We’ve grown used to it: whenever anyone in the media takes note of the antics of Norman Finkelstein, a flood of disinformation is bound to follow. The recent arrest of Finkelstein in Israel was no exception.
The facts are simple. Finkelstein attempted to enter Israel several weeks ago for the purpose of traveling to the West Bank. Israel is used to foreign troublemakers, such as the stooges of the International Solidarity Movement (ISM), who come to Israel to engage in hooliganism and support Islamofascist terrorism.
But Israel usually does not prevent them from entering the country (a highly naive and short-sighted policy). In any case, Finkelstein was – somewhat uncharacteristically for Israel – detained upon arrival, kept under watch for a few hours, and eventually deported to Amsterdam.
This of course served as a siren call for all the anti-Israel moonbats inside and outside Israel to protest this “suppression of academic freedom of an academic critic of Israel.” Leftist websites and the liberal media were immediately filled with reports of how “Professor Finkelstein” was kicked out of Israel for having anti-Israel opinions. Finkelstein’s own website screamed his martyrdom in lurid terms. The Israeli far left itself got into the fray.
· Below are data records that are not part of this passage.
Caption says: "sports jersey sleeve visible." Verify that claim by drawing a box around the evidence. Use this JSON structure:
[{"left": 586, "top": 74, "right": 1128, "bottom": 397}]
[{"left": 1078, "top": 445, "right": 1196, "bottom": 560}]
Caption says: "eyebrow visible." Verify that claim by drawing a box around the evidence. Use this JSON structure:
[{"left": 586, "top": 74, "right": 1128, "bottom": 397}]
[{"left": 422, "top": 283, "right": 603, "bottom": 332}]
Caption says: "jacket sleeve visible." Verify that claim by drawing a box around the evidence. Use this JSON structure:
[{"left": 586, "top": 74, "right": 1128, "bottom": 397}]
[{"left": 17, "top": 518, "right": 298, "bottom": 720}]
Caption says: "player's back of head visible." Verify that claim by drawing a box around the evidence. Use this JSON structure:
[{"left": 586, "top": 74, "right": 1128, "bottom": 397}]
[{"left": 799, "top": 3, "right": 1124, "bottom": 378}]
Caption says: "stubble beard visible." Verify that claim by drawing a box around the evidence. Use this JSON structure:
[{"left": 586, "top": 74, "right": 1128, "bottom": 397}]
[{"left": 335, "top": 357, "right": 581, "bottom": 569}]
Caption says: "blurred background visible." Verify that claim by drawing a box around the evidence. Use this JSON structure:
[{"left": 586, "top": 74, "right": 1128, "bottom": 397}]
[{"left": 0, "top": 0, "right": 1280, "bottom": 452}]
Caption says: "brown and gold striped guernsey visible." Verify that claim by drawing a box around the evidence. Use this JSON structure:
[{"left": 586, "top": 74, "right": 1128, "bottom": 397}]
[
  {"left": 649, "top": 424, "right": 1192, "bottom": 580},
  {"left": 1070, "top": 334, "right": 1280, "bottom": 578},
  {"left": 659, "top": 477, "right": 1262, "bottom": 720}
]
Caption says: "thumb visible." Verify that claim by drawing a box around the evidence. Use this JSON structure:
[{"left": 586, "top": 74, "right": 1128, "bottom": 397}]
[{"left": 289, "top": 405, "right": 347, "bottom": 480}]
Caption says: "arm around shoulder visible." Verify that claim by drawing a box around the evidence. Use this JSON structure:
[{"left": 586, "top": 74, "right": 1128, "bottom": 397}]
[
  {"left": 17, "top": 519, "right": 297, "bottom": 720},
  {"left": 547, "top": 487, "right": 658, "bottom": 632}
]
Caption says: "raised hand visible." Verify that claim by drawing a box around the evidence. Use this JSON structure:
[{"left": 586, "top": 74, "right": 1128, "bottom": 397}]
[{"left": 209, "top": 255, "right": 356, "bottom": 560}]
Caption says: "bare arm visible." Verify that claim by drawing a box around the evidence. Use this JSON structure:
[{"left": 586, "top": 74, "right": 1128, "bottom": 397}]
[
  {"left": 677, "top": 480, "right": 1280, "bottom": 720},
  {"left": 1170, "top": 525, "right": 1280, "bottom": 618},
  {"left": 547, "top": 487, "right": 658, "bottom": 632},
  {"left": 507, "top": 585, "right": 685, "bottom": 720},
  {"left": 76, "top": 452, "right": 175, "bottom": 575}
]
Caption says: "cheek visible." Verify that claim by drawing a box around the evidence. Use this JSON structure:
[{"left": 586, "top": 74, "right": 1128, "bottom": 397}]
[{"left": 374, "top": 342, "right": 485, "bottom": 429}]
As is usual whenever Finkelstein is involved, the facts all got lost along the way.
First of all, Finkelstein is no “professor” and never was an academic in any meaningful sense of the word. He is a crackpot with links to Holocaust denier groups all over the world who has attempted to build a career by churning out masses of anti-Jewish and anti-Israel diatribes.
I am an academic critic of Israel (from the right); Finkelstein is merely a vulgar Beer Hall buffoon.
Regarded as a Holocaust denier by, among others, the Anti-Defamation League and the Simon Wiesenthal Center, Finkelstein was fired last year by DePaul University in Chicago because he had no academic publications or achievements to speak of; he has yet to publish his first academic paper.
Contrary to the whining of his boosters that at he fell victim to “outside interference” in his promotion proceedings at DePaul, most of the outside interference there was actually in his favor, coming from the sewers of the anti-Israel lobby.
Second, Finkelstein was not denied entry into Israel because he holds anti-Israel opinions. Anti-Israel leftists come in and out of Israel all the time, and some of Israel’s own tenured traitors are even more extremist and anti-Israel than Finkelstein himself.
Finkelstein was denied entry into Israel, as is clear from the accounts in the Israeli media, because he has spent the past few years serving as an all-but-official spokesperson for the Hizbullah terror group and was suspected of wanting to enter Israel for purposes of espionage and activities on behalf of terrorism.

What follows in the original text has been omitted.